Department of Obstetrics and Gynecology, International Catholic Hospital, Tokyo, Japan.
J Diabetes Investig. 2025 Mar;16(3):535-542. doi: 10.1111/jdi.14368. Epub 2024 Nov 28.
To compare perinatal outcomes and postpartum glucose tolerance between women diagnosed with gestational diabetes mellitus (GDM) before 20 weeks of gestation (EGDM) and those diagnosed at or after 24 weeks of gestation (LGDM) in a Japanese population.

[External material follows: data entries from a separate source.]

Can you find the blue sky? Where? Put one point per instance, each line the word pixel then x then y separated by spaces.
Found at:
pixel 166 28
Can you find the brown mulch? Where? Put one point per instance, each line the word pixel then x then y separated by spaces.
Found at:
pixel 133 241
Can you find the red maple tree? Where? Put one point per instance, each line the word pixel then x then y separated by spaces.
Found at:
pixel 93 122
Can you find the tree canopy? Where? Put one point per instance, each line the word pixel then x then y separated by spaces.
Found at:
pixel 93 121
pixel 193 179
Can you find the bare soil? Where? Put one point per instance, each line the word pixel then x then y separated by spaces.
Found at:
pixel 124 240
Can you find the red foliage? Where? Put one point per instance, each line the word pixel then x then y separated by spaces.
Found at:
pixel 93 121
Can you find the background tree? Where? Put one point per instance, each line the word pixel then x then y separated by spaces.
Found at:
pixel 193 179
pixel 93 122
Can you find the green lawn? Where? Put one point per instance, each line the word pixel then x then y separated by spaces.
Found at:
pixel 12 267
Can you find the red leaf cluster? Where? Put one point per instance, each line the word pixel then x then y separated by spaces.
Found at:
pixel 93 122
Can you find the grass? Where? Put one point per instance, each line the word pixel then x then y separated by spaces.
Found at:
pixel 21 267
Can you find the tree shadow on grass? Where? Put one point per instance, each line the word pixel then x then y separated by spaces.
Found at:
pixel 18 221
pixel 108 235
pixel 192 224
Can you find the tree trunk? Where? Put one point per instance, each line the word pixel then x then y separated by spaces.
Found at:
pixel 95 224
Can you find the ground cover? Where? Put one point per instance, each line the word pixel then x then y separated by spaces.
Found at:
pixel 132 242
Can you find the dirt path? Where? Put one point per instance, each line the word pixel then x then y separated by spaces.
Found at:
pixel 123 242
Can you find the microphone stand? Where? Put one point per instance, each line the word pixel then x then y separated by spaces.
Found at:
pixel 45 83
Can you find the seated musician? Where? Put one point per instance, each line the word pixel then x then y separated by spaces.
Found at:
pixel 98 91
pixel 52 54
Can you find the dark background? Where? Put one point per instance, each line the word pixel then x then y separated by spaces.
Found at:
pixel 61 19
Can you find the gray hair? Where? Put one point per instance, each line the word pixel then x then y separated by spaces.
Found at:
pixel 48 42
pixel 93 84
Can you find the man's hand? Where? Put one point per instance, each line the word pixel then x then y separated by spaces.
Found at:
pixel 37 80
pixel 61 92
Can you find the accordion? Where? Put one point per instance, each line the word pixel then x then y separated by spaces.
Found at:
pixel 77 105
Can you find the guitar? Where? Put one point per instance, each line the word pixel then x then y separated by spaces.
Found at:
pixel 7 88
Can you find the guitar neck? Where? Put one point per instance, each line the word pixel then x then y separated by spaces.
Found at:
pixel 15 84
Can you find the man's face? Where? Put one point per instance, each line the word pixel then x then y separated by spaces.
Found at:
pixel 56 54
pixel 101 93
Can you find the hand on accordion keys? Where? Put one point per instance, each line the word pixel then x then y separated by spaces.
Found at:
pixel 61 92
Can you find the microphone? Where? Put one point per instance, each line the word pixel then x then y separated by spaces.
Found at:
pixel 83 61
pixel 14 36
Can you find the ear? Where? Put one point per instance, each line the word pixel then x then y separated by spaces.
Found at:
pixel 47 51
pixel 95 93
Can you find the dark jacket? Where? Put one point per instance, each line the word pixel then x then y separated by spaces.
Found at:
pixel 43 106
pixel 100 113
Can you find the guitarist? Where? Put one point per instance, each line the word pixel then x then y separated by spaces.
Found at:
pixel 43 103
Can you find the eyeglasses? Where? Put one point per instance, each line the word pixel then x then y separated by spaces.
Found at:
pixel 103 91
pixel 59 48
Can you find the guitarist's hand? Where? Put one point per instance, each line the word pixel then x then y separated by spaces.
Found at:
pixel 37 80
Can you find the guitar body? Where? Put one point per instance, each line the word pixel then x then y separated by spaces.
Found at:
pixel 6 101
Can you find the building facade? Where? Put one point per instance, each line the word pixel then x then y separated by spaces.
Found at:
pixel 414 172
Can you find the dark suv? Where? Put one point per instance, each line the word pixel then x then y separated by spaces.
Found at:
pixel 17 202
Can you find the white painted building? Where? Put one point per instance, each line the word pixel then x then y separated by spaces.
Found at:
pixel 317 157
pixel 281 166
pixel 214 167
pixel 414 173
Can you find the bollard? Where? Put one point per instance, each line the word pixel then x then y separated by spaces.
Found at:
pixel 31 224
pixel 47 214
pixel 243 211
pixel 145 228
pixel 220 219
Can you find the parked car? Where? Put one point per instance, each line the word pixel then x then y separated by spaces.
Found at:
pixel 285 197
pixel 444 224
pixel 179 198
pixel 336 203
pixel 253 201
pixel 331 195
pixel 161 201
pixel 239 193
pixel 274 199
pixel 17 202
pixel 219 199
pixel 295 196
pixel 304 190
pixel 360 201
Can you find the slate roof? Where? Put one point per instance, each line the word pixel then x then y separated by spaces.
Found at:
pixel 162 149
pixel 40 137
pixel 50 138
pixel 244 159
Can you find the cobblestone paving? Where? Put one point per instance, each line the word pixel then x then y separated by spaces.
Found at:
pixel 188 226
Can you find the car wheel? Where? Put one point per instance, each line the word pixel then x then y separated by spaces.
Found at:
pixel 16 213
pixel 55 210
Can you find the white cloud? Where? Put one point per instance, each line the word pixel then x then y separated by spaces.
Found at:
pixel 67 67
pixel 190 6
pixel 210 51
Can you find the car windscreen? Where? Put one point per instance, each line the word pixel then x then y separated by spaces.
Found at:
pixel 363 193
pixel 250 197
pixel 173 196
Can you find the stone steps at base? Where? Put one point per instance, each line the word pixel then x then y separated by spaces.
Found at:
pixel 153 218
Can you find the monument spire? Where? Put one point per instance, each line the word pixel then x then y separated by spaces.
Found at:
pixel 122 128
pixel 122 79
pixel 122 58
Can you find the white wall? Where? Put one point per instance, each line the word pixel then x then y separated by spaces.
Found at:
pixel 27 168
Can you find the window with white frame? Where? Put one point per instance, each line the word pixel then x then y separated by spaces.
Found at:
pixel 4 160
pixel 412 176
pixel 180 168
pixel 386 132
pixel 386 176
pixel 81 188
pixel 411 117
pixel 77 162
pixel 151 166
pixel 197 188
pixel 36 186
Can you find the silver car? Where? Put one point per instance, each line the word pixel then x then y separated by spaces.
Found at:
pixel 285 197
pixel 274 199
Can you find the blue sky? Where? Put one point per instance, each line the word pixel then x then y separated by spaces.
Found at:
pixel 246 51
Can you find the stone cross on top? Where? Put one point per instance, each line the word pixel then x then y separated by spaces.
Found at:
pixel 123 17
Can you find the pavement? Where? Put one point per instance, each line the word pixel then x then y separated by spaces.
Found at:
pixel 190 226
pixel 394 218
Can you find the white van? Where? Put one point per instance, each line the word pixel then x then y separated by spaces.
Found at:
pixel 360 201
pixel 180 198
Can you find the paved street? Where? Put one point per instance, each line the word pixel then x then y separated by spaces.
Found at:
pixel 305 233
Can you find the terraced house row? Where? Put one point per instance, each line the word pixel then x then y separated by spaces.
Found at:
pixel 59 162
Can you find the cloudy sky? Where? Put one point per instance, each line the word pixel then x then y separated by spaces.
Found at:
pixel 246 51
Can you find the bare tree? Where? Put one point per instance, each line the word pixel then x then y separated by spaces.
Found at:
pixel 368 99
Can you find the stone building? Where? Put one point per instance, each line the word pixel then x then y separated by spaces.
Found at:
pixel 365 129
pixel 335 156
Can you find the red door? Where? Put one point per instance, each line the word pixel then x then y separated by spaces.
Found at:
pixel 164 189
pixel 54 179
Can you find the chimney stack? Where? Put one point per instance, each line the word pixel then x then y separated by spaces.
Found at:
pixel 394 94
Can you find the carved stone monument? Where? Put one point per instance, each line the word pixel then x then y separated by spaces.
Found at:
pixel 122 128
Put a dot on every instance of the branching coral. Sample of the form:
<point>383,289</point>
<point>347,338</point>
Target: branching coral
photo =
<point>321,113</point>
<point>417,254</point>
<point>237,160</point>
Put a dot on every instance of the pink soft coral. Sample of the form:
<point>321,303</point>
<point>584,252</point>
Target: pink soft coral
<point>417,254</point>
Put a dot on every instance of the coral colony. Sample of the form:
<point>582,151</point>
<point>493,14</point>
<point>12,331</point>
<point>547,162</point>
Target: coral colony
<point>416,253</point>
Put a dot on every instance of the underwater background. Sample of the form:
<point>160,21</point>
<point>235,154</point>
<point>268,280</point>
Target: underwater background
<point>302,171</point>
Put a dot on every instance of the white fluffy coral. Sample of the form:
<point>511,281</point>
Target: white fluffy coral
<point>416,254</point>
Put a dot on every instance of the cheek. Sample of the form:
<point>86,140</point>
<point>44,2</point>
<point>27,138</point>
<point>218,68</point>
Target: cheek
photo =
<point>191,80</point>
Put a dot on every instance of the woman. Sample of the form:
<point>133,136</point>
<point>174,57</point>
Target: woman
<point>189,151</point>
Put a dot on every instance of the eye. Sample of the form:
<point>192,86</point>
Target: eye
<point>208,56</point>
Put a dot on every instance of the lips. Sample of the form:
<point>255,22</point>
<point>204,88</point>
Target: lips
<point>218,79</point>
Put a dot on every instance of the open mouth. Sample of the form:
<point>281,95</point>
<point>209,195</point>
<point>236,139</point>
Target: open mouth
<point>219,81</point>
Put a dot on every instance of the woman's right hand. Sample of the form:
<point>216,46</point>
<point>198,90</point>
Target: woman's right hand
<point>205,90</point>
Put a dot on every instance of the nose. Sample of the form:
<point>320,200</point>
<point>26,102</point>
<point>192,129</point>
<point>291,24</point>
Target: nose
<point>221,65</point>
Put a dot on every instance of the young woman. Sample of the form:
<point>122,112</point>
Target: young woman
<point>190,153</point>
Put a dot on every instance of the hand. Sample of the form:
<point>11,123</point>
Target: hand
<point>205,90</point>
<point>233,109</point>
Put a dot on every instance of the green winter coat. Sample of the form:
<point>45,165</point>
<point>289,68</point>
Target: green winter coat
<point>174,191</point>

Data were obtained from a prospective GDM registry. Multivariate analysis was conducted to examine the association between the timing of GDM diagnosis (EGDM vs LGDM) and perinatal outcomes (preterm birth, small for gestational age, large for gestational age, pregnancy-induced hypertension, and neonatal hypoglycemia), as well as postpartum glucose intolerance.
A total of 1,275 mother-infant pairs were analyzed for perinatal outcomes. Of these, 924 women underwent postpartum testing for glucose intolerance. No significant differences in perinatal outcomes were observed between the EGDM and LGDM groups, except that overweight/obese women with EGDM had 2.5-fold higher rate of preterm birth than those with LGDM. Postpartum glucose intolerance was 1.5 times more likely in the EGDM group than in the LGDM group.
Women with EGDM had a significantly higher risk of postpartum glucose intolerance than those with LGDM, despite similar perinatal outcomes between the two groups.
比较日本人群中妊娠20周前诊断为妊娠期糖尿病(GDM)的女性(早发型GDM,EGDM)和妊娠24周及以后诊断为GDM的女性(晚发型GDM,LGDM)的围产期结局和产后糖耐量。
数据来自前瞻性GDM登记处。进行多变量分析以检验GDM诊断时间(EGDM与LGDM)与围产期结局(早产、小于胎龄儿、大于胎龄儿、妊娠高血压和新生儿低血糖)以及产后糖耐量异常之间的关联。
共分析了1275对母婴的围产期结局。其中,924名女性进行了产后糖耐量检测。EGDM组和LGDM组的围产期结局无显著差异,但早发型GDM的超重/肥胖女性早产率比晚发型GDM者高2.5倍。EGDM组产后糖耐量异常的可能性是LGDM组的1.5倍。
尽管两组围产期结局相似,但早发型GDM女性产后糖耐量异常的风险显著高于晚发型GDM女性。